I don't have a personal reaction to Sarah Palin. I don't dislike her. I don't think she is a malicious, invidious confectioner, out to undermine regular American politics. On the contrary. She is a very natural result of the political and social environment in this country, where far fewer than half of all students graduate from college, where chess and surgery are considered occupations only for the uber-smart and where, as a result, a very large class of under-confident workers and citizens thrives on the hope that one day the world will come to it instead of expecting the never-ending and unreasonable improvements of self and situation that are, in some catalyzing conclusion, to constitute the ubiquitous "American dream".

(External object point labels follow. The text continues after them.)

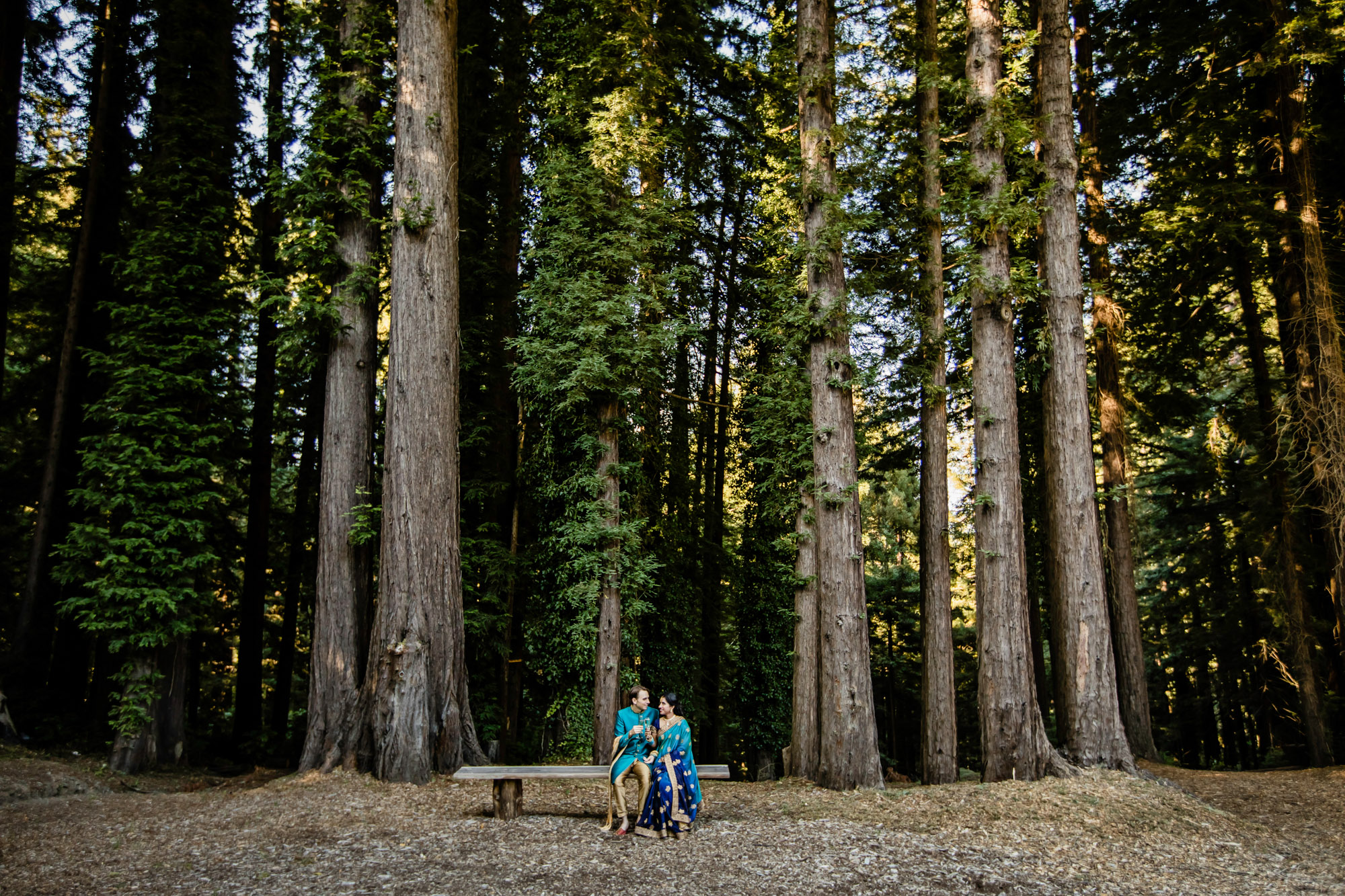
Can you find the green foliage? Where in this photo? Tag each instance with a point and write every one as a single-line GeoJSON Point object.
{"type": "Point", "coordinates": [153, 487]}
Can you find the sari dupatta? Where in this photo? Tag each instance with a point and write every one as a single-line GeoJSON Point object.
{"type": "Point", "coordinates": [676, 797]}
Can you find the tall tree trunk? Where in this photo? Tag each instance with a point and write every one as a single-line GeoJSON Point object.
{"type": "Point", "coordinates": [341, 604]}
{"type": "Point", "coordinates": [938, 712]}
{"type": "Point", "coordinates": [1109, 325]}
{"type": "Point", "coordinates": [98, 227]}
{"type": "Point", "coordinates": [138, 749]}
{"type": "Point", "coordinates": [1013, 737]}
{"type": "Point", "coordinates": [508, 409]}
{"type": "Point", "coordinates": [1288, 537]}
{"type": "Point", "coordinates": [848, 731]}
{"type": "Point", "coordinates": [298, 565]}
{"type": "Point", "coordinates": [416, 657]}
{"type": "Point", "coordinates": [173, 702]}
{"type": "Point", "coordinates": [258, 553]}
{"type": "Point", "coordinates": [607, 654]}
{"type": "Point", "coordinates": [1087, 708]}
{"type": "Point", "coordinates": [11, 88]}
{"type": "Point", "coordinates": [805, 747]}
{"type": "Point", "coordinates": [712, 610]}
{"type": "Point", "coordinates": [1313, 369]}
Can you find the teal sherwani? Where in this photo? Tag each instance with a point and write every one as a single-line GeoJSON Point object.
{"type": "Point", "coordinates": [630, 747]}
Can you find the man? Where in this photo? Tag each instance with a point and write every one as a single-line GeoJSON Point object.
{"type": "Point", "coordinates": [630, 743]}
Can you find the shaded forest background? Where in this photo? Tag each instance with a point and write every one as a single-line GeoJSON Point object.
{"type": "Point", "coordinates": [212, 212]}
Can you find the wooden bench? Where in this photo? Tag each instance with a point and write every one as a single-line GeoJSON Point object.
{"type": "Point", "coordinates": [508, 780]}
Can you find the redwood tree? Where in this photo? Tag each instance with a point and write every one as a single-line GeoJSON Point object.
{"type": "Point", "coordinates": [1109, 326]}
{"type": "Point", "coordinates": [341, 607]}
{"type": "Point", "coordinates": [415, 684]}
{"type": "Point", "coordinates": [1013, 737]}
{"type": "Point", "coordinates": [938, 713]}
{"type": "Point", "coordinates": [1087, 709]}
{"type": "Point", "coordinates": [848, 754]}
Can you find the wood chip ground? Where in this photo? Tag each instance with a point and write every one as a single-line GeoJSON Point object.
{"type": "Point", "coordinates": [345, 833]}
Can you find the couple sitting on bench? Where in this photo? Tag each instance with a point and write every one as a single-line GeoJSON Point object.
{"type": "Point", "coordinates": [657, 747]}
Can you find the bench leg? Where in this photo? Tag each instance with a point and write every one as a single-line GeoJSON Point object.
{"type": "Point", "coordinates": [509, 798]}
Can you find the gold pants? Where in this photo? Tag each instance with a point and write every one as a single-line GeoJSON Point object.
{"type": "Point", "coordinates": [642, 774]}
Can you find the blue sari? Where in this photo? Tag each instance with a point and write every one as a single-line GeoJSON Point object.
{"type": "Point", "coordinates": [676, 795]}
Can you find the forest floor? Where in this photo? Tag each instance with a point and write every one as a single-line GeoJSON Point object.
{"type": "Point", "coordinates": [67, 827]}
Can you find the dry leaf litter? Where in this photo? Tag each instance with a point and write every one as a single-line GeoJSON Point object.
{"type": "Point", "coordinates": [345, 833]}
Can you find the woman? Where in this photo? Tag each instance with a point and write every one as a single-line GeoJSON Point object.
{"type": "Point", "coordinates": [676, 795]}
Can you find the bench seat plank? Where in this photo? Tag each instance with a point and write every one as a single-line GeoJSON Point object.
{"type": "Point", "coordinates": [498, 772]}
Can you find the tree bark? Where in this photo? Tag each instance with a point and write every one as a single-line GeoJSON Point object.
{"type": "Point", "coordinates": [248, 709]}
{"type": "Point", "coordinates": [848, 755]}
{"type": "Point", "coordinates": [804, 749]}
{"type": "Point", "coordinates": [1288, 536]}
{"type": "Point", "coordinates": [1109, 325]}
{"type": "Point", "coordinates": [139, 749]}
{"type": "Point", "coordinates": [341, 606]}
{"type": "Point", "coordinates": [508, 408]}
{"type": "Point", "coordinates": [1013, 737]}
{"type": "Point", "coordinates": [938, 712]}
{"type": "Point", "coordinates": [718, 428]}
{"type": "Point", "coordinates": [173, 704]}
{"type": "Point", "coordinates": [1313, 369]}
{"type": "Point", "coordinates": [416, 661]}
{"type": "Point", "coordinates": [298, 564]}
{"type": "Point", "coordinates": [98, 225]}
{"type": "Point", "coordinates": [11, 72]}
{"type": "Point", "coordinates": [1087, 708]}
{"type": "Point", "coordinates": [607, 654]}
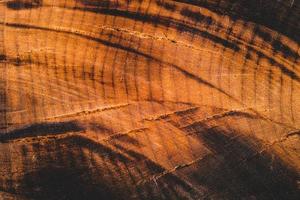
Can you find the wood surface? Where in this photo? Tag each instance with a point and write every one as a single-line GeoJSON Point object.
{"type": "Point", "coordinates": [151, 99]}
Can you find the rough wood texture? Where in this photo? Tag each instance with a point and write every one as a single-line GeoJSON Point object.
{"type": "Point", "coordinates": [151, 99]}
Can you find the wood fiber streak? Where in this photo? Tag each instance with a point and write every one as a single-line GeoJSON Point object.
{"type": "Point", "coordinates": [155, 99]}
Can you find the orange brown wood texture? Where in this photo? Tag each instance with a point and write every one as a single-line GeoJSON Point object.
{"type": "Point", "coordinates": [185, 99]}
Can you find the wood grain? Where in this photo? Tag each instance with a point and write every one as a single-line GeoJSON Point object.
{"type": "Point", "coordinates": [149, 99]}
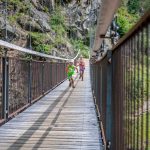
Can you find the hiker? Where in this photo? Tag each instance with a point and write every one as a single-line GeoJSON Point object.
{"type": "Point", "coordinates": [81, 67]}
{"type": "Point", "coordinates": [70, 72]}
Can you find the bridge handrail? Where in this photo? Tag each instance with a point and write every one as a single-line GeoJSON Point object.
{"type": "Point", "coordinates": [25, 50]}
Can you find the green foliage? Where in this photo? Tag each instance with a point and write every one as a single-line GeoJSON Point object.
{"type": "Point", "coordinates": [133, 6]}
{"type": "Point", "coordinates": [78, 44]}
{"type": "Point", "coordinates": [125, 20]}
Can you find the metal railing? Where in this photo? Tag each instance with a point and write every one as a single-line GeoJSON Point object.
{"type": "Point", "coordinates": [22, 81]}
{"type": "Point", "coordinates": [121, 86]}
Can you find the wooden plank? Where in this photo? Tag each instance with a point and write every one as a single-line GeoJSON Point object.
{"type": "Point", "coordinates": [64, 119]}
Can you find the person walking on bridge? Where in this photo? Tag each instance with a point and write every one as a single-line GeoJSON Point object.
{"type": "Point", "coordinates": [70, 72]}
{"type": "Point", "coordinates": [81, 67]}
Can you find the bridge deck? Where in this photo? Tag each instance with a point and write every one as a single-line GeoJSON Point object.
{"type": "Point", "coordinates": [63, 119]}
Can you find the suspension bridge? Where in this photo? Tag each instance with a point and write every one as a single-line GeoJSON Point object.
{"type": "Point", "coordinates": [109, 110]}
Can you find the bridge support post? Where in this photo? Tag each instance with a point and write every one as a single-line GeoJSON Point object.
{"type": "Point", "coordinates": [109, 100]}
{"type": "Point", "coordinates": [29, 82]}
{"type": "Point", "coordinates": [5, 63]}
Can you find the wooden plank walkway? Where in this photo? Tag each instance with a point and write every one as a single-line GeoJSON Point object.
{"type": "Point", "coordinates": [65, 119]}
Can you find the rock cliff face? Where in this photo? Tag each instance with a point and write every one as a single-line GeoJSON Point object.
{"type": "Point", "coordinates": [37, 23]}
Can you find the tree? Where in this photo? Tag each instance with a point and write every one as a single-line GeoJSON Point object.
{"type": "Point", "coordinates": [133, 6]}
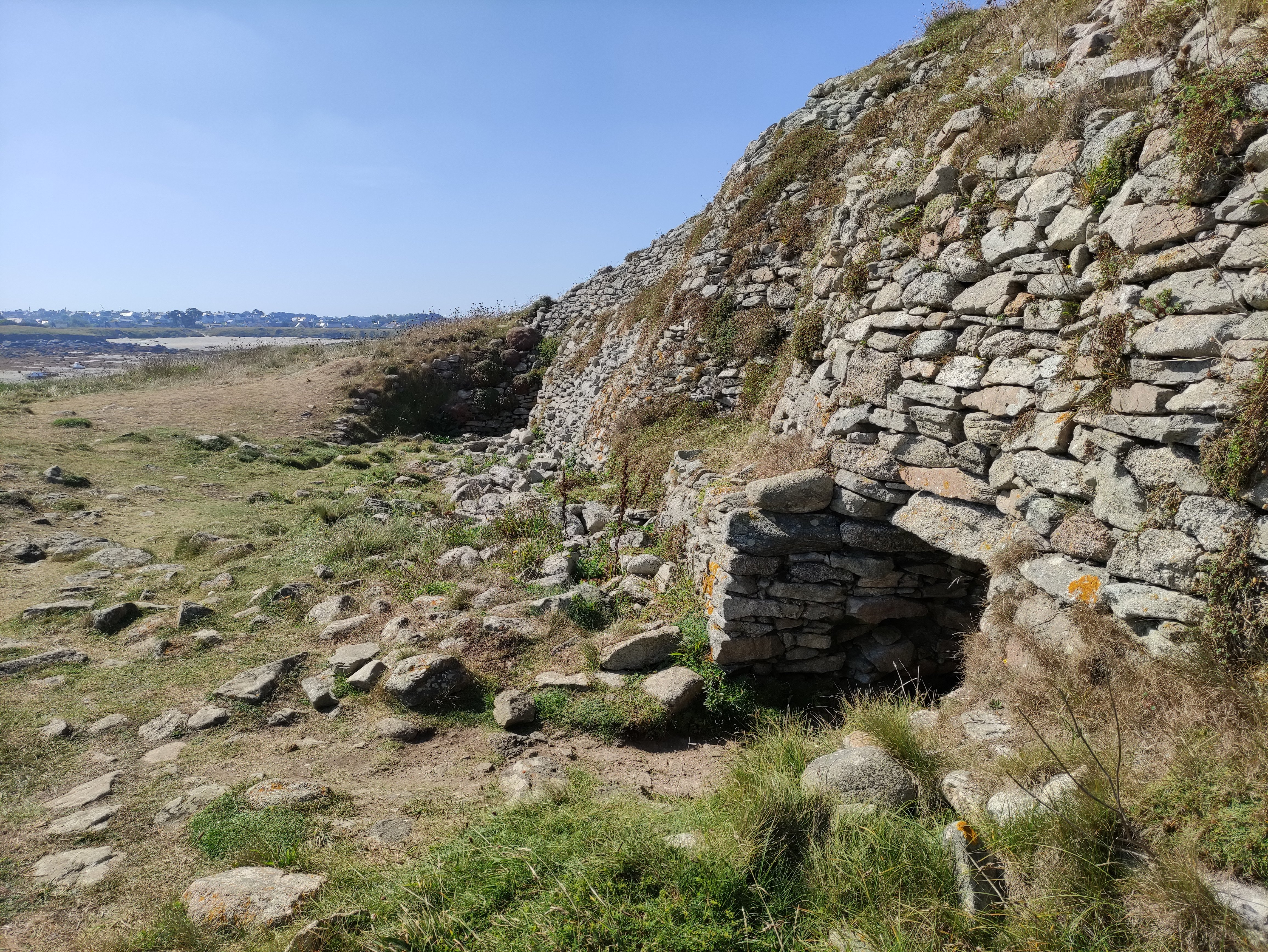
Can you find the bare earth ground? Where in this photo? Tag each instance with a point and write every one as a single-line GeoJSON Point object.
{"type": "Point", "coordinates": [439, 781]}
{"type": "Point", "coordinates": [285, 405]}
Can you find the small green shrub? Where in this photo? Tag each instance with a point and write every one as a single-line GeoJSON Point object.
{"type": "Point", "coordinates": [1205, 107]}
{"type": "Point", "coordinates": [589, 614]}
{"type": "Point", "coordinates": [807, 335]}
{"type": "Point", "coordinates": [803, 154]}
{"type": "Point", "coordinates": [1119, 165]}
{"type": "Point", "coordinates": [854, 279]}
{"type": "Point", "coordinates": [1216, 803]}
{"type": "Point", "coordinates": [547, 349]}
{"type": "Point", "coordinates": [1234, 456]}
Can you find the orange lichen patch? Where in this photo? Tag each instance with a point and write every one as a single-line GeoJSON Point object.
{"type": "Point", "coordinates": [707, 583]}
{"type": "Point", "coordinates": [1086, 589]}
{"type": "Point", "coordinates": [969, 833]}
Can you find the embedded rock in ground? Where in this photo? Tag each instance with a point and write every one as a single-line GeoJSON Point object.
{"type": "Point", "coordinates": [285, 793]}
{"type": "Point", "coordinates": [959, 528]}
{"type": "Point", "coordinates": [463, 557]}
{"type": "Point", "coordinates": [984, 726]}
{"type": "Point", "coordinates": [165, 753]}
{"type": "Point", "coordinates": [77, 868]}
{"type": "Point", "coordinates": [676, 688]}
{"type": "Point", "coordinates": [980, 874]}
{"type": "Point", "coordinates": [255, 685]}
{"type": "Point", "coordinates": [862, 775]}
{"type": "Point", "coordinates": [350, 657]}
{"type": "Point", "coordinates": [1015, 804]}
{"type": "Point", "coordinates": [963, 793]}
{"type": "Point", "coordinates": [320, 690]}
{"type": "Point", "coordinates": [641, 651]}
{"type": "Point", "coordinates": [554, 679]}
{"type": "Point", "coordinates": [1066, 580]}
{"type": "Point", "coordinates": [182, 808]}
{"type": "Point", "coordinates": [533, 779]}
{"type": "Point", "coordinates": [188, 613]}
{"type": "Point", "coordinates": [493, 596]}
{"type": "Point", "coordinates": [206, 718]}
{"type": "Point", "coordinates": [343, 627]}
{"type": "Point", "coordinates": [121, 558]}
{"type": "Point", "coordinates": [804, 491]}
{"type": "Point", "coordinates": [397, 729]}
{"type": "Point", "coordinates": [55, 728]}
{"type": "Point", "coordinates": [60, 608]}
{"type": "Point", "coordinates": [94, 818]}
{"type": "Point", "coordinates": [112, 619]}
{"type": "Point", "coordinates": [249, 896]}
{"type": "Point", "coordinates": [86, 794]}
{"type": "Point", "coordinates": [367, 676]}
{"type": "Point", "coordinates": [107, 723]}
{"type": "Point", "coordinates": [425, 679]}
{"type": "Point", "coordinates": [645, 565]}
{"type": "Point", "coordinates": [163, 727]}
{"type": "Point", "coordinates": [33, 662]}
{"type": "Point", "coordinates": [514, 707]}
{"type": "Point", "coordinates": [392, 829]}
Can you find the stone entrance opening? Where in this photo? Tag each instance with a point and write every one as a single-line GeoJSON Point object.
{"type": "Point", "coordinates": [798, 583]}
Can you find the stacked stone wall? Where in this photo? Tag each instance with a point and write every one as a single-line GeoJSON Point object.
{"type": "Point", "coordinates": [1023, 371]}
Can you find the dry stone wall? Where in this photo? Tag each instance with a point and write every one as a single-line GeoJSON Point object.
{"type": "Point", "coordinates": [1011, 371]}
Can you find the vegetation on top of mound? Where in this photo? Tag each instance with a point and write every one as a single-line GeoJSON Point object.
{"type": "Point", "coordinates": [1239, 452]}
{"type": "Point", "coordinates": [1205, 106]}
{"type": "Point", "coordinates": [948, 25]}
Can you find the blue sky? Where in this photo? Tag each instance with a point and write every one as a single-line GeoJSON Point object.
{"type": "Point", "coordinates": [381, 158]}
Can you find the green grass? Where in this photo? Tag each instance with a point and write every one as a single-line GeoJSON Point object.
{"type": "Point", "coordinates": [1218, 806]}
{"type": "Point", "coordinates": [229, 829]}
{"type": "Point", "coordinates": [625, 712]}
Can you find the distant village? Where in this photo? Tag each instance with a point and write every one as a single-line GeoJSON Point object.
{"type": "Point", "coordinates": [194, 318]}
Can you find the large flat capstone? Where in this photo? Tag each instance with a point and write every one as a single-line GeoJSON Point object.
{"type": "Point", "coordinates": [249, 896]}
{"type": "Point", "coordinates": [960, 528]}
{"type": "Point", "coordinates": [757, 533]}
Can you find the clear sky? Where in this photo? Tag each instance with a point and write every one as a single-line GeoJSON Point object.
{"type": "Point", "coordinates": [381, 158]}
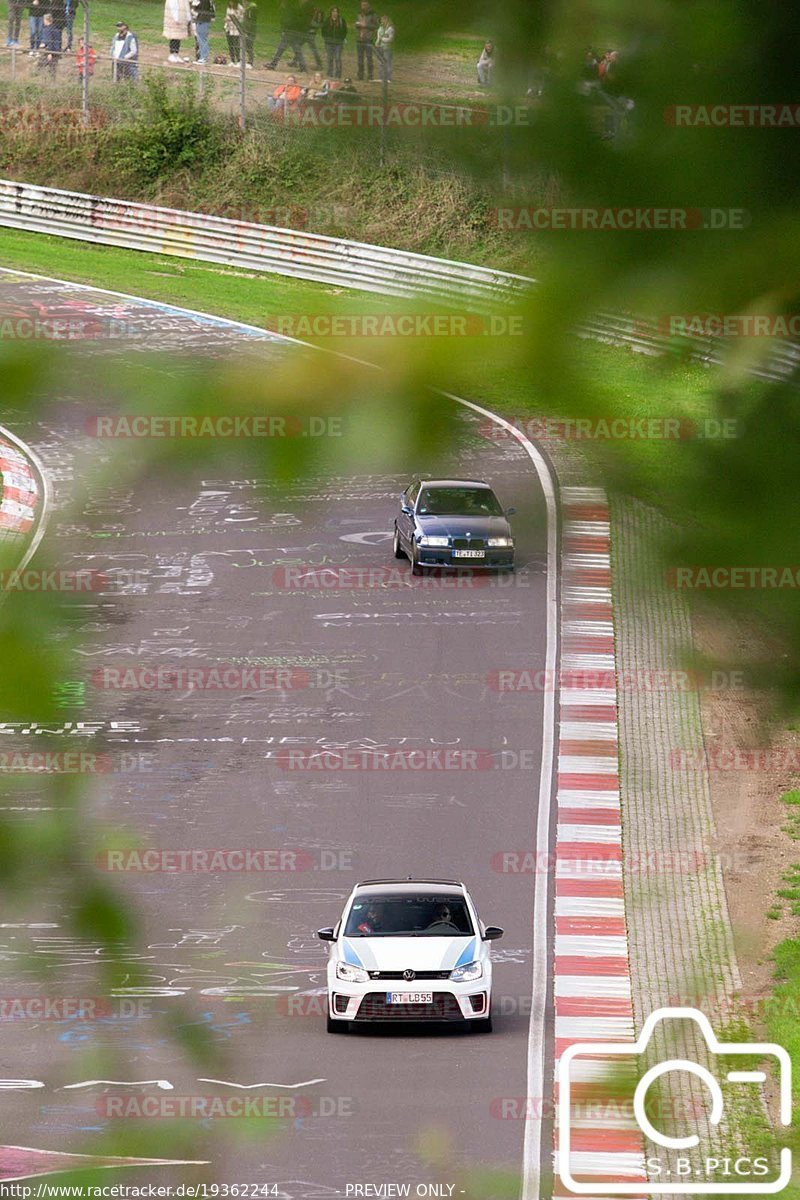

That moment arrives on the screen for many people, when Sarah Palin smiles and winks and fights the battles with the other student-body presidents that are intellectual and well-spoken. She lets 'em have it - her way. She speaks for everyone. She is not afraid to be colloquial. She is proud of who she is. AND - she is good looking! The personal fantasy of conquest for that half of American high schoolers who didn't want to have anything to do with smart and popular people if they were going to be deriding and all mighty. Well now they don't have to choose. Looks, confidence and poise are packaged in an unthreatening, shiny, matte package that manages to dazzle without overwhelming and to win battles without ever engaging in them. In a league of her own, with an agenda of her own, gaining everyone's attention, speaking no one's language, answering to a higher power and to no one else, unapologetic, proud. And looking at you.
Kid.


We can't blame anybody. Not even John McCain. It's part of the mix. Palin's popularity would come out as a positive quotient from the wiggles of some complicated equation about whether or not this type of personality, wielded in this way, would appeal to a certain percentage of the American population. It would be inevitable and, again, positive in value.


So here she is. Love her or hate her. Or just accept her. Like the Barbie doll you never really wanted to buy your kids but always did buy. She's there, she's shiny and we will have her!